First Author  Houy S Year  2015
Journal  J Neurosci Volume  35
Issue  31 Pages  11045-55
PubMed ID  26245966 Mgi Jnum  J:225877
Mgi Id  MGI:5694864 Doi  10.1523/JNEUROSCI.4048-14.2015
Citation  Houy S, et al. (2015) Oligophrenin-1 Connects Exocytotic Fusion to Compensatory Endocytosis in Neuroendocrine Cells. J Neurosci 35(31):11045-55
abstractText  Oligophrenin-1 (OPHN1) is a protein with multiple domains including a Rho family GTPase-activating (Rho-GAP) domain, and a Bin-Amphiphysin-Rvs (BAR) domain. Involved in X-linked intellectual disability, OPHN1 has been reported to control several synaptic functions, including synaptic plasticity, synaptic vesicle trafficking, and endocytosis. In neuroendocrine cells, hormones and neuropeptides stored in large dense core vesicles (secretory granules) are released through calcium-regulated exocytosis, a process that is tightly coupled to compensatory endocytosis, allowing secretory granule recycling.
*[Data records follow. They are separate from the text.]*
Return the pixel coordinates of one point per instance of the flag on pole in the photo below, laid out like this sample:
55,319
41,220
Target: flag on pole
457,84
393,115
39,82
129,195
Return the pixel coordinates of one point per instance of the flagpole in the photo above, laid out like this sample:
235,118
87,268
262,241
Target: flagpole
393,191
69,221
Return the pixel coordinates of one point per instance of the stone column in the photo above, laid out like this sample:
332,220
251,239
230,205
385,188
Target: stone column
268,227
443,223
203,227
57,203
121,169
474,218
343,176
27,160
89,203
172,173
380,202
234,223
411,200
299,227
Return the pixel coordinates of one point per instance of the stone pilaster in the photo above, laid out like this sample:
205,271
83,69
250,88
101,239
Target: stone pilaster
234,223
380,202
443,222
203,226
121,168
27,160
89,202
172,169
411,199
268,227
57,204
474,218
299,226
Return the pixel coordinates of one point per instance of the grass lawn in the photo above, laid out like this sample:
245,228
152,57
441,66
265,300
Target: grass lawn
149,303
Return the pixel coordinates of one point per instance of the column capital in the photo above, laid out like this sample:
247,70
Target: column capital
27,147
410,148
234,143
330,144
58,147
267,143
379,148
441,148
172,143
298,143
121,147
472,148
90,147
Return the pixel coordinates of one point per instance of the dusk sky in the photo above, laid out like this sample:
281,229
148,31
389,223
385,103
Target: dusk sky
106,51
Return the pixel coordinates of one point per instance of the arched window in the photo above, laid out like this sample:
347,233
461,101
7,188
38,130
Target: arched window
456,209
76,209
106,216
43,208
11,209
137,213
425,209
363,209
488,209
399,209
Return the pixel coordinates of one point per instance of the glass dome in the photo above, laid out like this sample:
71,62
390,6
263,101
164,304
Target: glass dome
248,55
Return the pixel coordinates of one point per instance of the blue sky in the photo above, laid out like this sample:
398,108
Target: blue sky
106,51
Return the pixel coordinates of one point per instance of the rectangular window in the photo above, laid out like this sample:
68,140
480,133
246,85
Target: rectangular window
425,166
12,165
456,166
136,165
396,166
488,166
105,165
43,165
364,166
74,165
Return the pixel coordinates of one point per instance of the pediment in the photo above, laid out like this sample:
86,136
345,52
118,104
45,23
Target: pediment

We show here that OPHN1 is expressed and mainly localized at the plasma membrane and in the cytosol in chromaffin cells from adrenal medulla. Using carbon fiber amperometry, we found that exocytosis is impaired at the late stage of membrane fusion in Ophn1 knock-out mice and OPHN1-silenced bovine chromaffin cells. Experiments performed with ectopically expressed OPHN1 mutants indicate that OPHN1 requires its Rho-GAP domain to control fusion pore dynamics. On the other hand, compensatory endocytosis assessed by measuring dopamine-beta-hydroxylase (secretory granule membrane) internalization is severely inhibited in Ophn1 knock-out chromaffin cells. This inhibitory effect is mimicked by the expression of a truncated OPHN1 mutant lacking the BAR domain, demonstrating that the BAR domain implicates OPHN1 in granule membrane recapture after exocytosis. These findings reveal for the first time that OPHN1 is a bifunctional protein that is able, through distinct mechanisms, to regulate and most likely link exocytosis to compensatory endocytosis in chromaffin cells.